CMoDE is a deep learning fusion scheme for multimodal semantic image segmentation, where the goal is to assign semantic labels (e.g., car, road, tree and so on) to every pixel in the input image. CMoDE is easily trainable on a single GPU with 12 GB of memory and has a fast inference time. CMoDE is benchmarked on Cityscapes, Synthia, ScanNet, SUN RGB-D and Freiburg Forest datasets.
This repository contains our TensorFlow implementation of CMoDE which allows you to train your own model on any dataset and evaluate the results in terms of the mean IoU metric.
If you find the code useful for your research, please consider citing our paper:
@inproceedings{valada2017icra,
author = {Valada, Abhinav and Vertens, Johan and Dhall, Ankit and Burgard, Wolfram},
title = {AdapNet: Adaptive Semantic Segmentation in Adverse Environmental Conditions},
booktitle = {Proceedings of the IEEE International Conference on Robotics and Automation (ICRA)},
pages={4644--4651},
year = {2017},
organization={IEEE}
}
@inproceedings{valada2016irosws,
author={Valada, Abhinav and Dhall, Ankit and Burgard, Wolfram},
title={Convoluted Mixture of Deep Experts for Robust Semantic Segmentation},
booktitle={IEEE/RSJ International Conference on Intelligent Robots and Systems (IROS) Workshop, State Estimation and Terrain Perception for All Terrain Mobile Robots},
year={2016}
}
http://deepscene.cs.uni-freiburg.de
Dataset | Modality 1 | Modality 2 | Segmented Image |
---|---|---|---|
Cityscapes | |||
Forest | |||
Sun RGB-D | |||
Synthia | |||
ScanNet v2 |
Python 2.7
tensorflow-gpu 1.4.0
First train individual AdapNet or AdapNet++ model for modality 1 and modality 2 in the dataset. We will use this pre-trained modality-secific models for initializing our CMoDE network.
-
Augment the training data. In our work, we first resized the images in the dataset to 768x384 pixels and then apply a series of augmentations (random_flip, random_scale and random_crop). The image corresonding to each modality and the label should be augmented together using the same parameters.
-
Convert the training data (augmented), test data and validation data into the .tfrecords format. Create a .txt file for each set having entries in the following format:
path_to_modality1/0.png path_to_modality2/0.png path_to_label/0.png path_to_modality1/1.png path_to_modality2/1.png path_to_label/1.png path_to_modality1/2.png path_to_modality2/2.png path_to_label/2.png ...

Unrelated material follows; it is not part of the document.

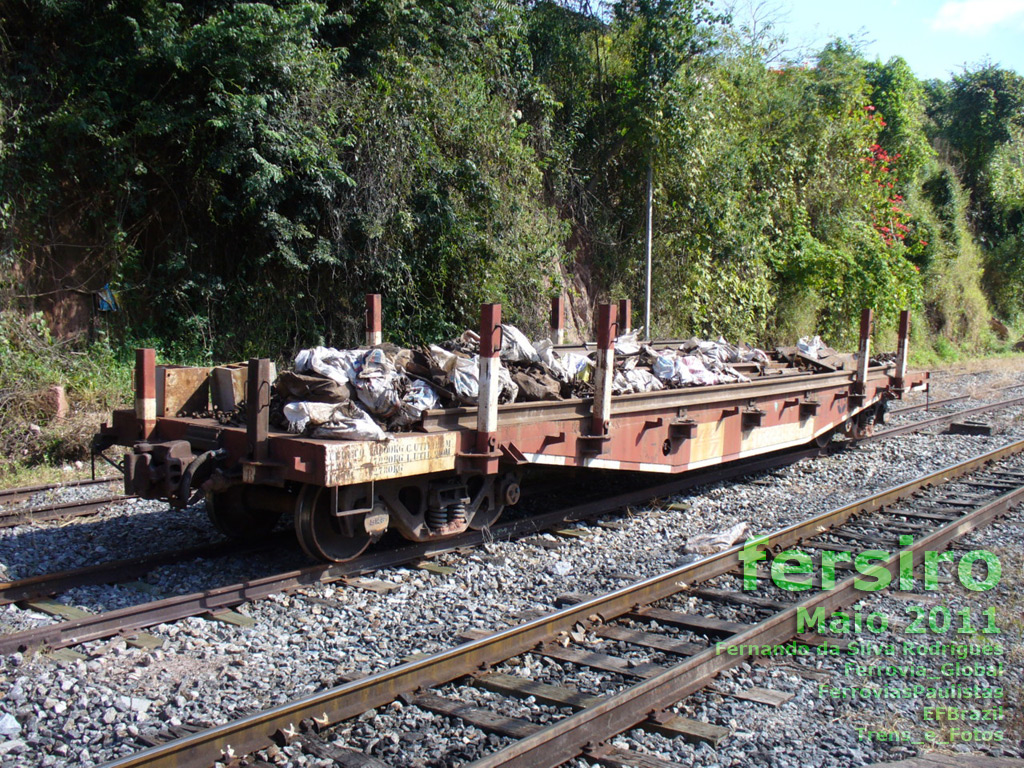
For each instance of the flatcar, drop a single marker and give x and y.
(462, 466)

Run the convert_to_tfrecords.py from dataset folder for each of the train, test, val sets to create the tfrecords:
python convert_to_tfrecords.py --file path_to_.txt_file --record tf_records_name
(Input to model is in BGR and 'NHWC' form)
gpu_id: id of gpu to be used
model: name of the model
num_classes: number of classes
checkpoint1: path to pre-trained model for modality 1 (rgb)

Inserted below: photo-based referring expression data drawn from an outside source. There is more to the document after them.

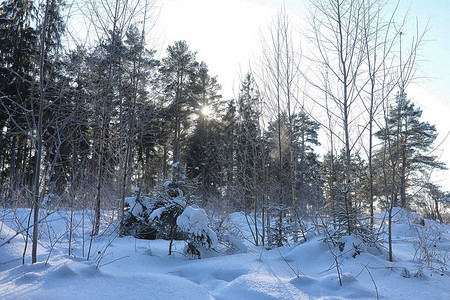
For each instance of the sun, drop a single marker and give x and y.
(206, 111)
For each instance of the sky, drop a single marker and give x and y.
(226, 35)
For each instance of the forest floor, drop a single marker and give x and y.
(129, 268)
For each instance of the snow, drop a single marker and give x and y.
(128, 268)
(194, 221)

checkpoint2: path to pre-trained model for modality 2 (jet,hha,evi)
checkpoint: path to save model
train_data: path to dataset .tfrecords
batch_size: training batch size
skip_step: how many steps to print loss
height: height of input image
width: width of input image
max_iteration: how many iterations to train
learning_rate: initial learning rate
save_step: how many steps to save the model
power: parameter for poly learning rate
gpu_id: id of gpu to be used
model: name of the model
num_classes: number of classes
checkpoint: path to saved model
test_data: path to dataset .tfrecords
batch_size: evaluation batch size
skip_step: how many steps to print mIoU
height: height of input image
width: width of input image
Please refer our paper for the dataset preparation procedure for each modality and the training protocol to be employed.

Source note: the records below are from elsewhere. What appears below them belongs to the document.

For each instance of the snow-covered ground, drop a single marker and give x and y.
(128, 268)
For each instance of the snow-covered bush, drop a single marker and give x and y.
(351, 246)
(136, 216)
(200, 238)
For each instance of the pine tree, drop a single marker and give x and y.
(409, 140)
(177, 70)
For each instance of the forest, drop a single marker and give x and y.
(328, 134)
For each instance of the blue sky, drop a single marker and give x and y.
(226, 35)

Edit the config file for training in config folder. Run:
python train.py -c config cityscapes_train.config or python train.py --config cityscapes_train.config
Select a checkpoint to test/validate your model in terms of the mean IoU. Edit the config file for evaluation in the config folder.
python evaluate.py -c config cityscapes_test.config or python evaluate.py --config cityscapes_test.config
- We provide the CMoDE fusion implementation for either AdapNet or AdapNet++ as the expert network architecture. You can swap the expert network with any architecture of your choice by modifying the models/CMoDE.py script.
- We only provide the single scale evaluation script. Multi-Scale+Flip evaluation further imporves the performance of the model.
- The code in this repository only performs training on a single GPU. Multi-GPU training using synchronized batch normalization with larger batch size further improves the performance of the model.
- Initializing the model with pre-trained weights from large datasets such as the Mapillary Vistas and BDD100K yields an improved performance.
For academic usage, the code is released under the GPLv3 license. For any commercial purpose, please contact the authors.